Share your dilemmas and get honest opinions from other Mumsnetters.

Visitors & house share

35 replies

Wheelymeals · 02/01/2024 11:26

An elderly lady has a son (in his 40s) who lives some distance away. She wanted to visit him where he lives.

The son apparently lives in a houseshare with 3-4 other gentlemen. I understand that he has an ensuite room and a shared living room and kitchen. The landlord does not live with them.

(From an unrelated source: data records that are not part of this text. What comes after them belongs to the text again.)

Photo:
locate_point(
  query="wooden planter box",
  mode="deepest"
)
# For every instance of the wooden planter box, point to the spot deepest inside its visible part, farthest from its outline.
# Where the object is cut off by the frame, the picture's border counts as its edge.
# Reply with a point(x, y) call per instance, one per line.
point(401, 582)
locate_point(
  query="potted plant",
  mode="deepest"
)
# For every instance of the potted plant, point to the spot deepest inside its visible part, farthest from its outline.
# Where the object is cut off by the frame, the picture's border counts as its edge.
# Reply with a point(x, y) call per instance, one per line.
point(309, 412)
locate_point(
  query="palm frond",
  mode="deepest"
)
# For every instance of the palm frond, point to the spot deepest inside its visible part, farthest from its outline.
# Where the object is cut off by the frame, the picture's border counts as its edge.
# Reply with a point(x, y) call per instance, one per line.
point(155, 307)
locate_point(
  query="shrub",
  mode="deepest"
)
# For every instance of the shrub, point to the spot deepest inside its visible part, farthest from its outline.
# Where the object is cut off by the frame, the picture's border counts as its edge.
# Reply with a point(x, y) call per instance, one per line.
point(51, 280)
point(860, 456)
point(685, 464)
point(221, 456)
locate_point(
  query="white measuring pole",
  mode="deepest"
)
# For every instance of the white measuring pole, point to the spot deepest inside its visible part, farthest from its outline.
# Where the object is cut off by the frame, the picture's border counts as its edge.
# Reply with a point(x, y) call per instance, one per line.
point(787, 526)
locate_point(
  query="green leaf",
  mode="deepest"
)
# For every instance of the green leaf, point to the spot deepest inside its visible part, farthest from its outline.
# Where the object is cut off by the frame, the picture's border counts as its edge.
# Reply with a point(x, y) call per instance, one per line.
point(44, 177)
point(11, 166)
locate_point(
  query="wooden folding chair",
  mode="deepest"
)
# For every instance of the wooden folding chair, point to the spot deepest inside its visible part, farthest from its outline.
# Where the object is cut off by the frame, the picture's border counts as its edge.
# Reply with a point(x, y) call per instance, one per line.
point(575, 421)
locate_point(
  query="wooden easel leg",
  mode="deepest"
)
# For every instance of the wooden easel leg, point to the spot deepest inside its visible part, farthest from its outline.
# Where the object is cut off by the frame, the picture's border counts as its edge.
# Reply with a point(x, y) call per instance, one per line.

The son told his mother that his contract stipulates that he is not allowed any visitors at any time.

Is this even legal?

OP posts:
ImCamembertTheBigCheese · 03/01/2024 07:44

Maybe there is nowhere for day visitors to go other than the person's room or the kitchen.

Wheelymeals · 03/01/2024 09:54

I totally get the no overnight guests rule. I find it extreme that someone is not allowed day visitors. I think that the son made up this rule so as not to have mum over, which is very sad.

OP posts:
LoobyDop · 03/01/2024 10:11

It’s really awkward when someone in a house share has a parent round- it effectively means nobody else can use the living room while they’re there. I don’t think it’s unreasonable of them if they’ve agreed that they all take guests out, rather than disrupt everyone else’s day.

moonbeammagic · 03/01/2024 10:41

Maybe the environment just isn't suitable for his elderly mother. Some shared houses, can be pretty grim. Perhaps he just doesn't want her to see it.

Shinyandnew1 · 03/01/2024 10:45

I think that the son made up this rule so as not to have mum over, which is very sad.

Well, you don’t know that. I’d stay out of it and if she asks your opinion, suggest again that he comes to her or they meet half way at a cafe.

littlegrebe · 03/01/2024 10:50

Unless the son has form for not treating his mother well I would assume he's embarrassed by the state of the house or one/some of his housemates are the sort of person he wouldn't want his mum to have to be around.

WiddlinDiddlin · 03/01/2024 11:00

There may be a no visitors rule. Or he may have good reason for not wanting her to come in - some of the residents are arseholes - his room is tiny with nowhere to sit but the bed - he doesn't want her realising he lives in a tiny cramped HMO as it would upset her - the house is minging and awful but its all he can afford and he doesn't want to upset her.

Leave well alone, do NOT tell her he is lying to her as even if he is, it might be for good reason!

Wheelymeals · 03/01/2024 11:38

I didn't say anything to her as it's not my place to say anything anyway. She just said she was on her own for Christmas as Son had to work and he told her he is not allowed visitors at his house share.

OP posts:
HappyHamsters · 03/01/2024 15:02

If he had to work then he wouldn't have seen her anyway so the visiting rule is not relevant unless she planned to stay. Maybe he visited her during the hols, did you see her at all for a drink.

TimetoPour · 03/01/2024 15:11

I don’t see why it wouldn’t be legal and in the case of a HMO I think it actually makes sense. It could be very awkward and uncomfortable for some people having random guests coming and going. A blanket “no guests” solves the problem.